The Yale men’s soccer team will begin its quest for an Ivy League title in early September, and when it does, it will have extra motivation: 2014 will be the last season not just for the seniors, but for head coach Brian Tompkins as well.
Tompkins, the second winningest coach in Yale men’s soccer history, announced earlier this week that he will be stepping down from his position at the end of this season and joining the Yale athletics administrative office. No information has been released about the search for a new coach.
“There is never an easy time to step down as a head coach because of the cyclical nature of the job,” Tompkins said in an email to the News. “My intention has always been to leave the program better off than [it was] when I started, and with the talented squad we currently have and the committed recruits for next year, I believe that is the case.”
Tompkins enters his 19th season as head coach just six wins behind Steve Griggs, who amassed a 143–110–23 record in the 18 seasons just prior to Tompkins’ tenure. Tompkins has boasted a 137–135–36 record since taking over the reins in 1996.
He won a share of an Ivy League championship with the Bulldogs in 2005, and his 1999 squad finished ranked 18th in the nation with a school-record 13 wins. Eight players whom Tompkins has coached at Yale have played professionally after graduating.
When asked about his accomplishments, however, Tompkins highlighted achievements he has made on a personal level.

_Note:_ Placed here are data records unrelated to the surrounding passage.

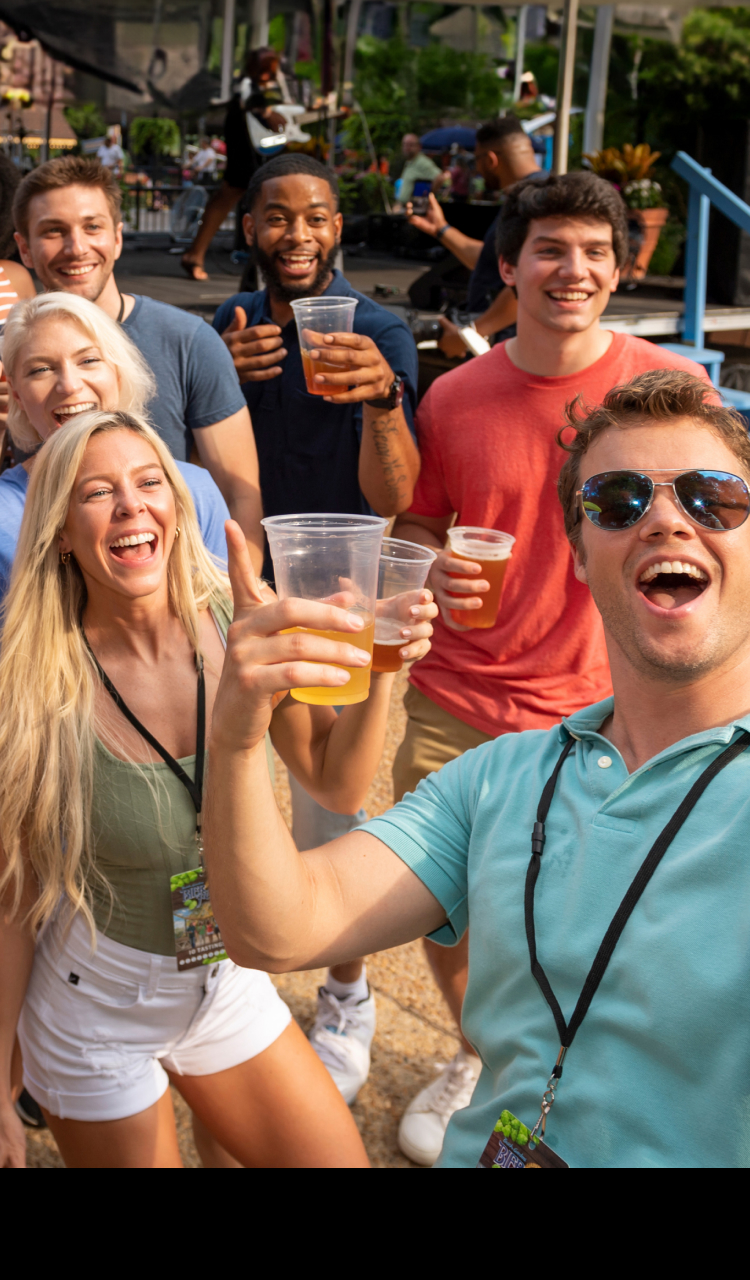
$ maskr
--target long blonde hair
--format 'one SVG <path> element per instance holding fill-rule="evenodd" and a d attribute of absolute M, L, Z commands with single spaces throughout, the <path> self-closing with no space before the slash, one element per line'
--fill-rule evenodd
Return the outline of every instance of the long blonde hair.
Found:
<path fill-rule="evenodd" d="M 206 551 L 190 492 L 172 455 L 148 423 L 131 413 L 81 414 L 39 451 L 29 483 L 18 550 L 0 631 L 0 844 L 6 867 L 0 895 L 23 893 L 24 856 L 39 885 L 32 927 L 49 918 L 60 895 L 93 930 L 90 880 L 95 718 L 99 676 L 81 615 L 83 576 L 61 562 L 58 537 L 89 440 L 132 431 L 153 448 L 174 494 L 181 536 L 168 564 L 169 604 L 200 652 L 199 611 L 226 610 L 228 579 Z M 92 934 L 93 936 L 93 934 Z"/>
<path fill-rule="evenodd" d="M 117 374 L 117 407 L 142 414 L 156 392 L 153 373 L 120 325 L 110 320 L 101 307 L 74 293 L 41 293 L 13 307 L 3 333 L 3 365 L 11 382 L 35 325 L 51 317 L 72 322 L 86 334 L 101 351 L 105 364 Z M 8 405 L 8 430 L 19 449 L 33 453 L 39 447 L 41 436 L 14 396 Z"/>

“[I’m most proud of] playing a small part in influencing the evolution of our players from boys to men,” Tompkins said.
Yale goalkeeper Blake Brown ’15 said that the lessons he will take away from Tompkins’ leadership extend beyond the field.
“Coach [Tompkins] teaches us the importance of tradition and holding ourselves to a high standard,” Brown said in an email to the News. “I have learned to look at the bigger picture of how blessed I am to be where I am today. … Coach Tompkins imparted a sense of respect for the program and ourselves which pushes us to make excellence a habit, on and off the field.”

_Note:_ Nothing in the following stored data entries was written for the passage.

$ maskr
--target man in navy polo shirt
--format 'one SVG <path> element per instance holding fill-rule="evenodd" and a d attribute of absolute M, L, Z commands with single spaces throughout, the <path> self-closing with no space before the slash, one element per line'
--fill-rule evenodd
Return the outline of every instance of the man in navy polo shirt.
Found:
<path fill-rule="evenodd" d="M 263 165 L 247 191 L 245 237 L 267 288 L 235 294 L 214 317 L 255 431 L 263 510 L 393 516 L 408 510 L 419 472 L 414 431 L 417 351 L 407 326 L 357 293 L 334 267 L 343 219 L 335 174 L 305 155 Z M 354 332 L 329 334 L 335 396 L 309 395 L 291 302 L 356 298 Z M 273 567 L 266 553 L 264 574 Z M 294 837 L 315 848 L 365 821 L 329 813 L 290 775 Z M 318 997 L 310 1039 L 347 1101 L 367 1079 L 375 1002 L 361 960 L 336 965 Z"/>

Tompkins said he hopes to leave his legacy in how both the players and his assistant coaches approach the game mentally.
“Hard work, humility, expressing gratitude and treating people the right way are the foundations for success on and off the soccer field,” Tompkins said of the mentality that he wanted the team to keep in mind after his departure.
Yale went 4–11–2 in 2013, dropping a close game to Princeton 3–2 in its final match. Tompkins said that the team is in a strong position to succeed this year, and then to continue that momentum without him.
Brown added that the team will be especially motivated this year to give Tompkins a successful final season.
“Coach Tompkins gave me and my teammates the opportunity that is Yale soccer,” Brown said. “Knowing that it is his last season definitely gives the team a little more motivation to succeed and bring the Ivy League title back to New Haven.”
Before coaching at Yale, Tompkins spent seven years building up the men’s soccer program at the University of Wisconsin-Milwaukee. He finished with a record of 90–41–11, and the Panthers ranked in the top 25 in four of his last six seasons with the team.
The Elis will open their season at home Sept. 5 against Sacred Heart, and their Ivy season will begin at Harvard Oct. 4.